Workers meekly eat what they're fed

(Sunday, Dec. 24, 2000)

It's not good form to look a gift meal in the mouth. Show me free food and I'll usually follow it anywhere. For any crumb that comes my way, be it ever so humble, I'll gratefully yelp: "Please, sir, I want some more."

Usually. But put me in the place of Bob Cratchit, and I'll be the one snarling and barking "Bah, humbug" at such goodies as my hapless employer brings to the table.

I'm not as cynical as I once was. Back in the last century, in months when News-Leader employees had been good, we were treated to a Wednesday cookout of hamburgers and hot dogs, plus squeezy-soft white-bread buns, sweet and gooey potato salad and perhaps even some oily potato chips thrown in for good measure. My vile theory? That our bosses were doing their malnutritional best to cut short our retirement years.

How ungenerous of me! We haven't had one of those little celebrations in a good, long time; no doubt the company is struggling with severe guilt over its food failures of old.

Oddly enough, I was almost alone in my outrage.
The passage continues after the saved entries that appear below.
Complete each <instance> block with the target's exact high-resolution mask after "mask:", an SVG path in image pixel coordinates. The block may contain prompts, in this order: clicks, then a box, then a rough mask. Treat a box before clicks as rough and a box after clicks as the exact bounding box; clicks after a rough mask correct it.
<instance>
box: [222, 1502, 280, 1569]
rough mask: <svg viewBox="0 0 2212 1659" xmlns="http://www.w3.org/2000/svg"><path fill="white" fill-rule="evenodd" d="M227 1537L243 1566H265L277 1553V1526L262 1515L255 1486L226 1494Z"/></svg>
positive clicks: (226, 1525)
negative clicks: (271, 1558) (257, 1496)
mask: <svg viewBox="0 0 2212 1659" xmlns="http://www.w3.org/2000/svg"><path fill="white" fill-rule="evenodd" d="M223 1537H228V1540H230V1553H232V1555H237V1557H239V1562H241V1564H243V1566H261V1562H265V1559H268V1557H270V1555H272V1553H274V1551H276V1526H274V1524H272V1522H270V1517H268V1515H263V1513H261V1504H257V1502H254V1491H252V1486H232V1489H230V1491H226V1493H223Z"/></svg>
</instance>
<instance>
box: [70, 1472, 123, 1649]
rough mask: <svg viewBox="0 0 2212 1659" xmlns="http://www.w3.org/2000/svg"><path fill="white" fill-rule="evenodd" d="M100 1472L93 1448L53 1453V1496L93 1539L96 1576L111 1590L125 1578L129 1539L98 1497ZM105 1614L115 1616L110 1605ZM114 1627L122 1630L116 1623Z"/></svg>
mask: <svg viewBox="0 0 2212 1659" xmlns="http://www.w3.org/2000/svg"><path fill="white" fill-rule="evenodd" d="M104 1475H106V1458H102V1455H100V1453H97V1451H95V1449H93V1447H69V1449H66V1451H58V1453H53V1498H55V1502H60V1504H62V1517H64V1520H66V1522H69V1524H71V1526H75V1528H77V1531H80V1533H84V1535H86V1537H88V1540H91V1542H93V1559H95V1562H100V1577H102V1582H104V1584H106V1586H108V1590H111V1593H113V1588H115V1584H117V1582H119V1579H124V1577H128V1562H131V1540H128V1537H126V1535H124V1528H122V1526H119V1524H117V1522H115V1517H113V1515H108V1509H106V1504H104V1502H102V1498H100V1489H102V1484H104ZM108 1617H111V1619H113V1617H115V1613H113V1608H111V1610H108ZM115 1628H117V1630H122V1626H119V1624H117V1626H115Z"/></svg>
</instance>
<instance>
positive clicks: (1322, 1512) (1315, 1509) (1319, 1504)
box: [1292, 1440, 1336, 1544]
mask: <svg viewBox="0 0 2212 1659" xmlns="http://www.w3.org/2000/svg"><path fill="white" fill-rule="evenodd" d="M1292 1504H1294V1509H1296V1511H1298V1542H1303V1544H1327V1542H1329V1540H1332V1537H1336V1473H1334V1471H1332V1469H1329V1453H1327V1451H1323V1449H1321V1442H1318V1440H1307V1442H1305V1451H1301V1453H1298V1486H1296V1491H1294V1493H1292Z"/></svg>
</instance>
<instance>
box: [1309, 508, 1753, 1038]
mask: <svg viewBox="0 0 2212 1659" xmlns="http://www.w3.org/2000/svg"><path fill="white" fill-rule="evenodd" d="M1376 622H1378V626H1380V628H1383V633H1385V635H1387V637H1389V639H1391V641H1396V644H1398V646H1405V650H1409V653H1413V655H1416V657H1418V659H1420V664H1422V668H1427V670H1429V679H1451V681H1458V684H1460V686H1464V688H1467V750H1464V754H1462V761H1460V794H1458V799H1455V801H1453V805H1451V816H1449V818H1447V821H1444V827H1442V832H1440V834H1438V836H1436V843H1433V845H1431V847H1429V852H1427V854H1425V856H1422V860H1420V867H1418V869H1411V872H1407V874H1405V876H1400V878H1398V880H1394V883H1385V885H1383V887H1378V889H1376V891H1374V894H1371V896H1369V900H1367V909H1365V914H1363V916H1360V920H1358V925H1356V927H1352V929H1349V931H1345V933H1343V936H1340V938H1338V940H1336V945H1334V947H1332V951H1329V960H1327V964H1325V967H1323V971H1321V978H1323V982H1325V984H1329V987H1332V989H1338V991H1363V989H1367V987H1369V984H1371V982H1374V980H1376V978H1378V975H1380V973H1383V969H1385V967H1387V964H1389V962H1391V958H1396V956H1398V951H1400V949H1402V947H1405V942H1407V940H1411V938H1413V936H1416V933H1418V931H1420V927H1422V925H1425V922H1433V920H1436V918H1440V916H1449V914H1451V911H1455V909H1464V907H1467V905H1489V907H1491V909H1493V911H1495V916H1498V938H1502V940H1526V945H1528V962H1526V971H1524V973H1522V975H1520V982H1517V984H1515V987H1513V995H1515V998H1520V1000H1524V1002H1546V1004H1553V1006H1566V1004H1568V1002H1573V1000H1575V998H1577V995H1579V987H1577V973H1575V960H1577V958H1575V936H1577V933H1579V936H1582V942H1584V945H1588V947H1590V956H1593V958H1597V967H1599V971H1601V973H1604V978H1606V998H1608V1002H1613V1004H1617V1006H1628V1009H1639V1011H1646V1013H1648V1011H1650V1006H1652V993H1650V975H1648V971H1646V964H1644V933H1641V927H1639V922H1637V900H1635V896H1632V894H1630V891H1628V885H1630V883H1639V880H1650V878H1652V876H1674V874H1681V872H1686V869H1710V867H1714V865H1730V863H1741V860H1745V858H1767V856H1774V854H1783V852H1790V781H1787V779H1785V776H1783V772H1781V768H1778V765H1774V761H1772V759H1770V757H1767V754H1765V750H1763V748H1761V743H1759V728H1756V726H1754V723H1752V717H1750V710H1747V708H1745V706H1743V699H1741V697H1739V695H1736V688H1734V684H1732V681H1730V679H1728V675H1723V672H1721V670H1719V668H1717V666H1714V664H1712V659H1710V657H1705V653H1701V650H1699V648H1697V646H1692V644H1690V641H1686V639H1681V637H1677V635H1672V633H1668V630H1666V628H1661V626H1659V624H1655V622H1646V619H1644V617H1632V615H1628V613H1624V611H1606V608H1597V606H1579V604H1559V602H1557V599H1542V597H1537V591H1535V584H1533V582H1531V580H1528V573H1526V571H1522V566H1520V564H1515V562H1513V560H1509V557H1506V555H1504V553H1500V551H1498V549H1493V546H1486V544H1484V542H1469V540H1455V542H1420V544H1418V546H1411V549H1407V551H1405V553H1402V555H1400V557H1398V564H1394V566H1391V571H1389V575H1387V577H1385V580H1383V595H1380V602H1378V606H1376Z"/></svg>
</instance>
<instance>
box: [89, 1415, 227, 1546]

We had no picket lines, no angry mobs of bedraggled workers shouting "Give me nutrition or give me death!"

Perhaps they're all too weak from lack of decent food. Heck, my sheeplike co-workers rarely complain about our invariable year-end bonus -- a small turkey or a smaller ham.

I was finally going to take a stand! But when, in a fit of meatless pique, I threatened to resurrect the long-dormant Suggestion Box and lodge a protest, one of my superiors nearly wept in horror and begged me: "Don't do it, Alison! Next year, we might get nothing at all!"

Would that be so bad? Let's show some backbone, darn it! Sometimes less is more -- and nothing is most. Take last week's newsroom Christmas meal (please!). The fare was hardly calculated to give some of us needed protein or give anyone a surfeit of vitamins. The one redeeming feature was the mashed potatoes.

So here's my rallying cry for the overfed and undernourished. Workers of the Ozarks, unite! Let us all demand this glorious menu next year: Peanut, Tofu and Sesame Soup; Wheat Germ Loaf; Dandelion Salad; and Elegant Yogurt Compote.

And for our bonus? A tastefully decorated tin of soy nuts. Talk about comfort and joy. No, don't thank me.